Consummatum Est

My book Idols of the Market has finally taken on physical form. An impression of the contents:

An extensive introduction, "Welcome to the Image Wars", sets the stakes for my analysis of the double legacy of the monotheistic discourse on idolatry, in religious fundamentalisms on the one hand and in modern and contemporary art and philosophy on the other; I argue that "secular" critical discourse should not give in to secularist reflexes, but acknowledge ist own monotheistic genealogy, and turn the critique of religion against its fundamentalist appropriation (the latter being itself a thoroughly modern détournement of religious tradition). The first chapter, "Myths of Iconoclasm", continues this analysis with a discussion of various theoretical approaches to (and narratives of) iconoclasm in different contexts.
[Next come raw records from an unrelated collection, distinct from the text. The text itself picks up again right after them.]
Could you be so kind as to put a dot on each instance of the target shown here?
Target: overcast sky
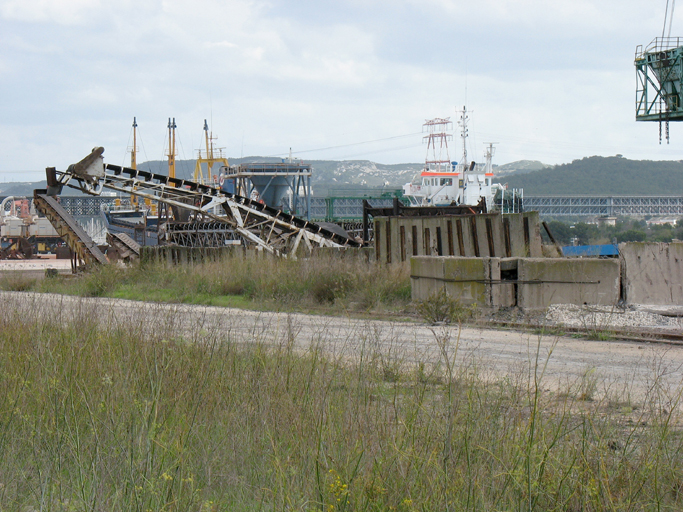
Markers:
(546, 80)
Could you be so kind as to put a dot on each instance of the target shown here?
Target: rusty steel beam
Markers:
(86, 253)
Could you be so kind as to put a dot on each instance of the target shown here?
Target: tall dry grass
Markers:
(321, 282)
(141, 415)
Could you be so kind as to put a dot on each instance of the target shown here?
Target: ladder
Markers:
(259, 225)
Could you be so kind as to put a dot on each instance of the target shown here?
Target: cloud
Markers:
(63, 12)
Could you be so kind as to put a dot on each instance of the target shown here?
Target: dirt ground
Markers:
(616, 369)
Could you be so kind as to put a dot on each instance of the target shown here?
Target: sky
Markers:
(343, 80)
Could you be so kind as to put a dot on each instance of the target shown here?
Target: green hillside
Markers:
(598, 175)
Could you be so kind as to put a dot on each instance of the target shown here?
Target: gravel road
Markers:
(618, 368)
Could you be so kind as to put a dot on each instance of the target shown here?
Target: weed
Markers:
(148, 414)
(440, 307)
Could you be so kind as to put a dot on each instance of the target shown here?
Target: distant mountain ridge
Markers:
(597, 175)
(593, 175)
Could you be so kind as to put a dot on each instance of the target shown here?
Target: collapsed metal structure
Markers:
(253, 222)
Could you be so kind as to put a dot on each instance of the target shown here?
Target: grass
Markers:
(135, 416)
(325, 283)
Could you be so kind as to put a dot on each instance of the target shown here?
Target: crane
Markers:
(659, 77)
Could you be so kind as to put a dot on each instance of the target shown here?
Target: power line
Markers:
(349, 145)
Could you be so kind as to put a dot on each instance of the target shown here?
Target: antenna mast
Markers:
(437, 137)
(171, 148)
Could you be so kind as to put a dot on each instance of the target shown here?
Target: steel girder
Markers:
(258, 224)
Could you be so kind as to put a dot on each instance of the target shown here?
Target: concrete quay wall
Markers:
(652, 273)
(530, 283)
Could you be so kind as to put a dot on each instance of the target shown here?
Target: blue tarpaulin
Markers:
(591, 250)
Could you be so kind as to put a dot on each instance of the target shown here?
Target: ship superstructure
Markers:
(443, 182)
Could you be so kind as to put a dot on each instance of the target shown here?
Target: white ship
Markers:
(443, 182)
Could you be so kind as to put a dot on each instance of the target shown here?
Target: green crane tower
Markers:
(659, 78)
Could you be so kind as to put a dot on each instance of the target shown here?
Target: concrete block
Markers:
(518, 247)
(578, 281)
(466, 279)
(501, 295)
(464, 225)
(426, 276)
(652, 273)
(535, 244)
(482, 240)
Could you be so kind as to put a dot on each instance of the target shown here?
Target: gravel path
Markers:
(617, 368)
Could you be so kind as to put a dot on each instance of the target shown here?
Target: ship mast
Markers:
(171, 148)
(463, 134)
(133, 159)
(134, 150)
(210, 158)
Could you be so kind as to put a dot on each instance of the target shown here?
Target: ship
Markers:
(443, 182)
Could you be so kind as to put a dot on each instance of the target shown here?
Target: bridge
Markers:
(599, 206)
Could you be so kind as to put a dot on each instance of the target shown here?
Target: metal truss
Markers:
(199, 234)
(659, 72)
(257, 224)
(601, 206)
(87, 205)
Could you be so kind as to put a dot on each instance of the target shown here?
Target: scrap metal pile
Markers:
(256, 224)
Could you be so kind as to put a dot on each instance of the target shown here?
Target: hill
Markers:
(519, 167)
(598, 175)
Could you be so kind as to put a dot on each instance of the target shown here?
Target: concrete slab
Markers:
(545, 281)
(652, 273)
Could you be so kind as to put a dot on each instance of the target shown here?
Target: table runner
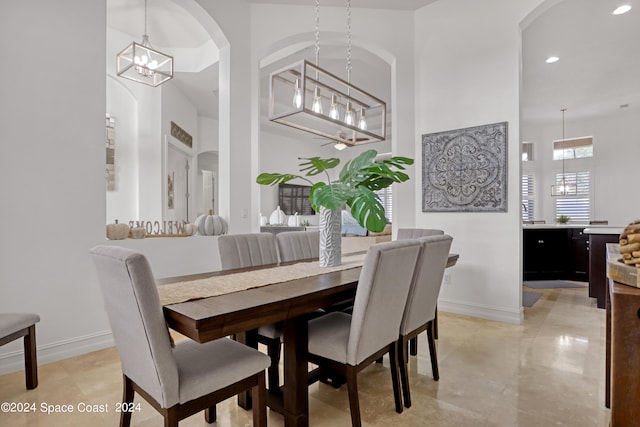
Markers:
(235, 282)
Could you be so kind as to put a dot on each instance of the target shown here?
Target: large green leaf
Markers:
(316, 165)
(367, 209)
(314, 187)
(276, 178)
(398, 161)
(333, 196)
(354, 171)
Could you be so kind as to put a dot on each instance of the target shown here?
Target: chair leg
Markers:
(30, 359)
(210, 414)
(404, 373)
(354, 403)
(393, 358)
(259, 398)
(273, 350)
(433, 353)
(413, 346)
(127, 397)
(171, 418)
(435, 324)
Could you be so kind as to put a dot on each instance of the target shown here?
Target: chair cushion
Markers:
(329, 335)
(204, 368)
(13, 322)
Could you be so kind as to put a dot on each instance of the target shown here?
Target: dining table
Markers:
(232, 312)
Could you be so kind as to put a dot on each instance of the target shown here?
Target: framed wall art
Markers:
(465, 170)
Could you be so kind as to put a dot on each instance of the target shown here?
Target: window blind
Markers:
(528, 202)
(578, 207)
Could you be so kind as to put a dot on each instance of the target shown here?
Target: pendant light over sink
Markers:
(562, 188)
(307, 97)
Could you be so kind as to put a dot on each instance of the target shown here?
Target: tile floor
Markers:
(548, 371)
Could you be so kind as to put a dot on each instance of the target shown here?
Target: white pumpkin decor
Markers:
(190, 229)
(210, 224)
(117, 231)
(278, 217)
(263, 220)
(294, 220)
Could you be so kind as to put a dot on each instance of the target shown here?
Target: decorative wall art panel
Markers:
(465, 170)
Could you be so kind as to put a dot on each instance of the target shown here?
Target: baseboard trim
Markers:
(488, 312)
(14, 361)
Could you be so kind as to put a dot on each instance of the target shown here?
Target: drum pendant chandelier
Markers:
(307, 97)
(143, 64)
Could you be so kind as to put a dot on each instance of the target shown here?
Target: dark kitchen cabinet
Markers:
(555, 253)
(580, 247)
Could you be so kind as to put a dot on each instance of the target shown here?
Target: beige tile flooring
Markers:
(547, 372)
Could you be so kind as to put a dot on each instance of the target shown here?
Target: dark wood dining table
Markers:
(241, 313)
In chapter two, "From One Spectacle to Another", religious and leftist conceptualizations of the spectacle are scrutinized. The spectacle as a theater of commodities, of capital that has become image, leads to a discussion of the status of the material side of commodities, and of dematerialization, in chapter three - which is called "Atttending to Things (some more material than others)." The modern concept of fetishism, an offspring of the monotheistic notion of idolatry, is central to this part. Chapter four, "Living with Abstraction", argues that the increasingly "dematerialized" spectacle is marked by an increasing concretization of abstraction. Finally, the fifth chapter focuses on that abstract speck in the Western spectacle - the veil, associated with the Other that is Islam, seen by Hegel and many other writers as the religion of abstraction par excellence.

Idols of the Market will be for sale at the Venice Biennale bookstore, and soon elsewhere.

Amazon in Germany already lists it: http://www.amazon.de/Sven-Lutticken-Iconoclasm-Fundamentalist-Spectacle/dp/1933128267/ref=sr_1_8?ie=UTF8&s=books-intl-de&qid=1244462648&sr=8-8



A correction: Arriving a bit too late in the last volume of Guy Debord's correspondence (covering the years 1988-1994), I found out only now that the attribution of the phrase "Rome is no longer in Rome" in the English translation of Guy Debord's Comments on the Society of the Spectacle to Racine is incorrect; the phrase is by Corneille. Debord's remarks on the matter seem to have confused the translator, Malcolm Imrie. The phrase is the motto of my second chapter.